One of the unfortunate story threads percolating this week at Bellerive is the condition of the green complexes. A hot, dry summer has stressed the course to the point that PGA officials posted notices in the locker room about green speeds not being up to their traditional raciness because of worries about grass health.
The net effect—slower, softer greens with some sparse, scratchy lies in the green periphery—means players will have more challenges to contend with this week beyond St. Louis' standard August heat and humidity. "Speed control in putting is always important at a major, but it is crucial when the greens get bumpy," says Golf Digest 50 Best Teacher Mark Blackburn, who is based at Greystone Golf & Country Club in Birmingham, AL. "These greens are so big that lag putting is really important—because you don't want a lot of three-to-six footers that could be bouncing around."
Soft and slow greens aren't the week-to-week norm on tour, which means players will have to tune their speed sensitivity. Mixed with the sketchy greenside lies, they also will force players to make some strategy changes when it comes to short game. "Around the fringes, you're going to see players using less loft than they normally would," says Blackburn. "There's less risk that way from mediocre lies, and they're going to get more run out.

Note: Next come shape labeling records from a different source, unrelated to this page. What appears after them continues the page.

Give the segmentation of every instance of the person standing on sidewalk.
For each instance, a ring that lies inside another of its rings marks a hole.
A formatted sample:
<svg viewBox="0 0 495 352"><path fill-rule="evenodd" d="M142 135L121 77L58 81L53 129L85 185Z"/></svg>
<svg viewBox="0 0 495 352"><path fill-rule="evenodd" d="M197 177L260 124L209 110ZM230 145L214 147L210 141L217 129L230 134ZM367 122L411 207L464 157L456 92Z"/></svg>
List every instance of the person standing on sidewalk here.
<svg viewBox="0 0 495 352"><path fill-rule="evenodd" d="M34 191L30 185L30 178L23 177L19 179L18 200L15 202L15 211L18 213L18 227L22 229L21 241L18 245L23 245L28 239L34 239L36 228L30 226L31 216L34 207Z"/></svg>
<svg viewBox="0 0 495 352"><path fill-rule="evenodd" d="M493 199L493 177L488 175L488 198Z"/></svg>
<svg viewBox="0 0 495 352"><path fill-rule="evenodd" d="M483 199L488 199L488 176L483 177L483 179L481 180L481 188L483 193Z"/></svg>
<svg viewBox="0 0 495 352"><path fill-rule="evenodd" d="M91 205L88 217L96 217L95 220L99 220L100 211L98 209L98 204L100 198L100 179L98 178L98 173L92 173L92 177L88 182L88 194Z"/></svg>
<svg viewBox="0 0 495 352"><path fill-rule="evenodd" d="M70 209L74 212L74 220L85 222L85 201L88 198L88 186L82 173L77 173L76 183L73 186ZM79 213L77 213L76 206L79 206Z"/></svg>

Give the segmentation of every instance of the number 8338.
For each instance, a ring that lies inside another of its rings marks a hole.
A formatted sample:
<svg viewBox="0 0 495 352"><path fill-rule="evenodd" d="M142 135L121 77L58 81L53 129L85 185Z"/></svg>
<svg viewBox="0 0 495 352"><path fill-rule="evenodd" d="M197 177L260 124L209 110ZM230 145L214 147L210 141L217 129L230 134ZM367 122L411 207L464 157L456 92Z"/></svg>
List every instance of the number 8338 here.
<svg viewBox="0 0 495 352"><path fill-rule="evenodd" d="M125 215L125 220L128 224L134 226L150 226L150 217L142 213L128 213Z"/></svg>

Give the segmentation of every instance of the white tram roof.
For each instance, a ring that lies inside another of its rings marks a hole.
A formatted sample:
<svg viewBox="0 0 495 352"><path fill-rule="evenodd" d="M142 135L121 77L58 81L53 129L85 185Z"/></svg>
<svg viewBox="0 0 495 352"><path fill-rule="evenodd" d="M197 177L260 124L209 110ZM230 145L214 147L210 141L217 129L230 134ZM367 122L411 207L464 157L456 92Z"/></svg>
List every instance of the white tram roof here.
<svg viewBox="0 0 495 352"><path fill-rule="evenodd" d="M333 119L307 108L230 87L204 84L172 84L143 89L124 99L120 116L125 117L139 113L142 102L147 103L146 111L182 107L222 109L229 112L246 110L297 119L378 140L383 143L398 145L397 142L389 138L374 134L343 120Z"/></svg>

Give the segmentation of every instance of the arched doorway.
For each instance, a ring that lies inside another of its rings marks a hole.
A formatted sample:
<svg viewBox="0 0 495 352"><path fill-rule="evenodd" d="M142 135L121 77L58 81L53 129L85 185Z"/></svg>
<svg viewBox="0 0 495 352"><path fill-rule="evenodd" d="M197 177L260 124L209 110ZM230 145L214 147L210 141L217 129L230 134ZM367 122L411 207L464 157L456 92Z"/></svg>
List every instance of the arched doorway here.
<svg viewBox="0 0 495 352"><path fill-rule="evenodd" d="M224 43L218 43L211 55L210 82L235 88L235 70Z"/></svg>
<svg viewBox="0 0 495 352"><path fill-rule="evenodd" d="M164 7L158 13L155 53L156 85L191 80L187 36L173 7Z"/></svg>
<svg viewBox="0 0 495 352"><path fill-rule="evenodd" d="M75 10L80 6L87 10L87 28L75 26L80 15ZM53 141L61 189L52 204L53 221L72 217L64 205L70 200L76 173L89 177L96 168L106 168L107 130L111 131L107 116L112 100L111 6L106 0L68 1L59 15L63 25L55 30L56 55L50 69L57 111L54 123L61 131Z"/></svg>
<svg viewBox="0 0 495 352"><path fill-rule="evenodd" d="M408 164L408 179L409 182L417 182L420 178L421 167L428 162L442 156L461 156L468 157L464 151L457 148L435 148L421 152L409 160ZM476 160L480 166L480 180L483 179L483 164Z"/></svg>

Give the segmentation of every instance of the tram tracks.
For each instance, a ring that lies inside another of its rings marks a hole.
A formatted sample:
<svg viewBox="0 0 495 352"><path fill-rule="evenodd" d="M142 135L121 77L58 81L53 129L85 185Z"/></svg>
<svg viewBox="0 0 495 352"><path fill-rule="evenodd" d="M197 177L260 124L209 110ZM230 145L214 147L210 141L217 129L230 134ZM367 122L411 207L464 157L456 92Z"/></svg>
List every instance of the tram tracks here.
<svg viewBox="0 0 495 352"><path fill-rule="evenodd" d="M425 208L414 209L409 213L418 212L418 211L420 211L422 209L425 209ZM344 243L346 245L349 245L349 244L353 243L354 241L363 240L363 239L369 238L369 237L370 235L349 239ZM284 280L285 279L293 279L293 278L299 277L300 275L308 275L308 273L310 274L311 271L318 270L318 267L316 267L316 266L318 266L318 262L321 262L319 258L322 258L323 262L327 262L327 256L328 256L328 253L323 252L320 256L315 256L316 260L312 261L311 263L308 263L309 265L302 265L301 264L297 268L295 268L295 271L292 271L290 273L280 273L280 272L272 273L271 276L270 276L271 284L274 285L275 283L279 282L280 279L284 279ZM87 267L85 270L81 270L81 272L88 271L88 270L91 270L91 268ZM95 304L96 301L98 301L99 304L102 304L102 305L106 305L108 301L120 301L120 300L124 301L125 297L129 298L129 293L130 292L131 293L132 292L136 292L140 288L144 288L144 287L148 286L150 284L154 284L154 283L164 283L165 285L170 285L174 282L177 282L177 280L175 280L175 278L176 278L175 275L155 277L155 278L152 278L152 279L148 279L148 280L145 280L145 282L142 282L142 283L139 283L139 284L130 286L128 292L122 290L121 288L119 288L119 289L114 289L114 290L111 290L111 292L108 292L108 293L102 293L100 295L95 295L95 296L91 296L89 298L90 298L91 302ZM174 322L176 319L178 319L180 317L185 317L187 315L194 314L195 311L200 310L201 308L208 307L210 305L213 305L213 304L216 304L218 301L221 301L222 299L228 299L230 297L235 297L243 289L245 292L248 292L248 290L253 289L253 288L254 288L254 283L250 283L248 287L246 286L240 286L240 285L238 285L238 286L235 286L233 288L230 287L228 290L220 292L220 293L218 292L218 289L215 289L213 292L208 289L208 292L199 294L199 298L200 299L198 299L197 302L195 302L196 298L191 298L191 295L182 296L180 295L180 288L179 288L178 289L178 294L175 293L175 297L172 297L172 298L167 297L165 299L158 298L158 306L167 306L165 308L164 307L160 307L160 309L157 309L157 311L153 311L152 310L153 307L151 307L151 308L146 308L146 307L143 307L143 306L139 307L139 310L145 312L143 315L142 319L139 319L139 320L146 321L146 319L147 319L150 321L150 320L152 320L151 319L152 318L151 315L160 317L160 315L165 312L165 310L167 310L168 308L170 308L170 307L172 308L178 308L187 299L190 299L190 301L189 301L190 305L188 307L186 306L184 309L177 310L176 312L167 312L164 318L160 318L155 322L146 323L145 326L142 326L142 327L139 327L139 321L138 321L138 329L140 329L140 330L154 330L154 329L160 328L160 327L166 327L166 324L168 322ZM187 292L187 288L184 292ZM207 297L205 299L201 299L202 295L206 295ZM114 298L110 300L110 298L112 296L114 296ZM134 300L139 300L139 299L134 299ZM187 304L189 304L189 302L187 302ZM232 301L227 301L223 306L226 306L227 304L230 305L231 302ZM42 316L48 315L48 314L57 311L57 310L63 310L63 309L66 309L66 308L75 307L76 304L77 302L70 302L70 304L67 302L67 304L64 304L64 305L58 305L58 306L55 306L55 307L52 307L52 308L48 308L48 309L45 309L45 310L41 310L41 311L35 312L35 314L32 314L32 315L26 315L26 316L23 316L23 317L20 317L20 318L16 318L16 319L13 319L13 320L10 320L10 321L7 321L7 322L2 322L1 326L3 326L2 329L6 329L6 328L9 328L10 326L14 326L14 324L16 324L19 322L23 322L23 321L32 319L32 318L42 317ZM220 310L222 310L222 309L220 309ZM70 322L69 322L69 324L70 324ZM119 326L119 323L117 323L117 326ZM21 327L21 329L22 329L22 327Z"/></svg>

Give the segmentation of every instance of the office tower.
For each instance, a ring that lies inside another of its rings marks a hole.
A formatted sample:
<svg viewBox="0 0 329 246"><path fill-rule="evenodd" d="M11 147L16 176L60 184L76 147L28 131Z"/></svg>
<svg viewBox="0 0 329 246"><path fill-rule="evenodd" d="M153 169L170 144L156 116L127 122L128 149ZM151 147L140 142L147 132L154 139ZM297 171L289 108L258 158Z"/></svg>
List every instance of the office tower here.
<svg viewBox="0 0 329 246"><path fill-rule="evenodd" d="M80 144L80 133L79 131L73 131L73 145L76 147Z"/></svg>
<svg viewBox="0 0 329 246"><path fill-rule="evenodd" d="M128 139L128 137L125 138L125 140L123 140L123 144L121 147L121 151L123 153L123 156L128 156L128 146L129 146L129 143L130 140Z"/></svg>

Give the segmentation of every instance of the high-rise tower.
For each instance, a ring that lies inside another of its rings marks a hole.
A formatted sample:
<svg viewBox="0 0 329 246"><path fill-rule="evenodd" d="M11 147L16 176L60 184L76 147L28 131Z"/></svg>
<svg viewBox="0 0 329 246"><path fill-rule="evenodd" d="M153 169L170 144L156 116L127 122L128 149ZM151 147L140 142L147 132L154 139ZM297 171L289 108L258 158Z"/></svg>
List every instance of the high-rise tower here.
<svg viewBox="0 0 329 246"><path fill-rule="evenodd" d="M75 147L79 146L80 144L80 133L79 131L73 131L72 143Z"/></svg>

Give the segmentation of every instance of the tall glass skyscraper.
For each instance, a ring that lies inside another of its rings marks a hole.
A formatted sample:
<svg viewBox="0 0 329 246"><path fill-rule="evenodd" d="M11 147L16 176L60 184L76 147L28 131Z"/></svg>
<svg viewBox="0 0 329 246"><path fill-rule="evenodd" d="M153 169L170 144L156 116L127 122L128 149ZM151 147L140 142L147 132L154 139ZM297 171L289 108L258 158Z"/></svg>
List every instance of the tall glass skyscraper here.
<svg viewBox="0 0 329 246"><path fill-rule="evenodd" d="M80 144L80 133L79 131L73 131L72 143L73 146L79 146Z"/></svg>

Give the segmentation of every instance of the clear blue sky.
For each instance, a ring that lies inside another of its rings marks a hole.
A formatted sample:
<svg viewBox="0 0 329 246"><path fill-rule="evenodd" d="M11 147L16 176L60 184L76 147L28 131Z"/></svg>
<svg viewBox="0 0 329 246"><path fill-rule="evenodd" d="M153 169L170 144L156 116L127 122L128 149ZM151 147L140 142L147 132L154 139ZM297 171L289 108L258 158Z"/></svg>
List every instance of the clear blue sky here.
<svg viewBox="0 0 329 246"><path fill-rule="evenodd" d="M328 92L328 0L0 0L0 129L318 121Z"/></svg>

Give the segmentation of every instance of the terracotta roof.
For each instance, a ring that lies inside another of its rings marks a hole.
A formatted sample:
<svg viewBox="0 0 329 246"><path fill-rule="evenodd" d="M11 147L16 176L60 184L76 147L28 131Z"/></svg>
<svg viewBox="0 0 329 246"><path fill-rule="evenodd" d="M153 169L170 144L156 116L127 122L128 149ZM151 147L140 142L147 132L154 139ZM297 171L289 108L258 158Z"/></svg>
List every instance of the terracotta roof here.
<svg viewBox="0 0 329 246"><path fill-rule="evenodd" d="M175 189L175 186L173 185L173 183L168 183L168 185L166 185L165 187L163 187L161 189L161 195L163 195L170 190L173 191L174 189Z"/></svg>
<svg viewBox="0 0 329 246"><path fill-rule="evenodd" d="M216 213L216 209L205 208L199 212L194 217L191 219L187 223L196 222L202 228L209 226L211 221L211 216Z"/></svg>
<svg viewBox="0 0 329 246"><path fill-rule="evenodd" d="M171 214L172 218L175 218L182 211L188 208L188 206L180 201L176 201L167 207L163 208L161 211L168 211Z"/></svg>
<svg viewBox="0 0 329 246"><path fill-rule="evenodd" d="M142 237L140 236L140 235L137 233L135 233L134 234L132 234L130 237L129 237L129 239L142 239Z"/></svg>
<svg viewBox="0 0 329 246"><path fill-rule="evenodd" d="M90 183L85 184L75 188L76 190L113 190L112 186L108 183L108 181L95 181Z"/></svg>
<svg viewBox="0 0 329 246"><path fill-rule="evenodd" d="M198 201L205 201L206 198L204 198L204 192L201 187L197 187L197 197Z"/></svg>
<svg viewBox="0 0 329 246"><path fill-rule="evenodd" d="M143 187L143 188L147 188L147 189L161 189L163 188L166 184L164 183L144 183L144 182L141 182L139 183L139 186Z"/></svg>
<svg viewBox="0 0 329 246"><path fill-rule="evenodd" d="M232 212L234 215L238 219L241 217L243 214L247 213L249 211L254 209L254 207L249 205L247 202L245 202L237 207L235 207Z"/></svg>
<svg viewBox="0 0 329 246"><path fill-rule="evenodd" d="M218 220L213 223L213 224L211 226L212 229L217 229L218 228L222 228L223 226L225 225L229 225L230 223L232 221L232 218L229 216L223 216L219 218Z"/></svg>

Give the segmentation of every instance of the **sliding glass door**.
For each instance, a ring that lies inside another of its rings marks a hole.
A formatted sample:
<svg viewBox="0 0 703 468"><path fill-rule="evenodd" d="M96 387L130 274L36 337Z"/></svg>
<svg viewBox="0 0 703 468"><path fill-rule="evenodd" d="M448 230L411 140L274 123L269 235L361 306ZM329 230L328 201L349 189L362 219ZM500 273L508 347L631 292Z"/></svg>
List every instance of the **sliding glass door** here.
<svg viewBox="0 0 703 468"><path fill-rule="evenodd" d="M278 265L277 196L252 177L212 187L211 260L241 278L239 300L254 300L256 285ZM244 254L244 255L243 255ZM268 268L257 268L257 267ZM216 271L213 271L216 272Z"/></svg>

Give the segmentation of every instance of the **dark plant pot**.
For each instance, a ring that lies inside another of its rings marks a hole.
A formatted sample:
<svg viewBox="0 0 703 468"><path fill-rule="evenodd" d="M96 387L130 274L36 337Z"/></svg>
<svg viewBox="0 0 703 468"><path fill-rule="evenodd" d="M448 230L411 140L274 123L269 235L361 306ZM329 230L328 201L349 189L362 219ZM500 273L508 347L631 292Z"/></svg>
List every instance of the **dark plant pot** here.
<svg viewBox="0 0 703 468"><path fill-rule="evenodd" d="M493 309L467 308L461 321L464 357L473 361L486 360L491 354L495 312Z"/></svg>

Because the greens are so soft, lofted pitch shots are going to be less predictable."
Regardless of how good a job the grounds grew does getting Bellerive in peak shape for tomorrow, players who might be on the edge when it comes to short game confidence will have to win a battle with their mind more than with the grass. "We ran into the same situation a few years ago at Cog Hill, when the course had been redone and there was a bad combination of chemicals and heat that summer," says Golf Digest 50 Best Teacher Kevin Weeks, who teaches at Cog Hill, outside Chicago. "The greens didn't look perfect, but they rolled just fine. One player I spoke to at the end of the week said they were the best surfaces he had putted all season. Another player told me they were so bumpy that they were borderline unputtable. That just shows you the difference your attitude can have on what you see in front of you. The players who are feeling the best about their game don't care about the stories they hear about the greens being 'good' or 'bad.' They'd be ready to beat everybody on dirt if they had to."
To make your own game "conditions proof," you need to improve two main skills. "To get better distance control in your putting, drop balls at 5-10-15-20 feet from the fringe and try to putt them as close to the fringe as possible without touching it," says Blackburn. "Another drill I use with my tour players is a simple ladder. Put a tee at 20 and 30 feet away, and see how many balls you can leapfrog past the previous one within that 10-foot spread. The best players can get 15 in there." A low-running chip is basically a get-out-of-jail-free card from a bare greenside lie. "When you absolutely have to make clean contact, take your 54-degree wedge and play the ball back in your stance," says Weeks. "Keep your center of mass ahead of the ball and it will be almost impossible to bottom out too early and hit the ground before you hit the ball. You're basically turning your gap wedge into a 9-iron, but you get the benefit of the more forgiving sole on the wedge."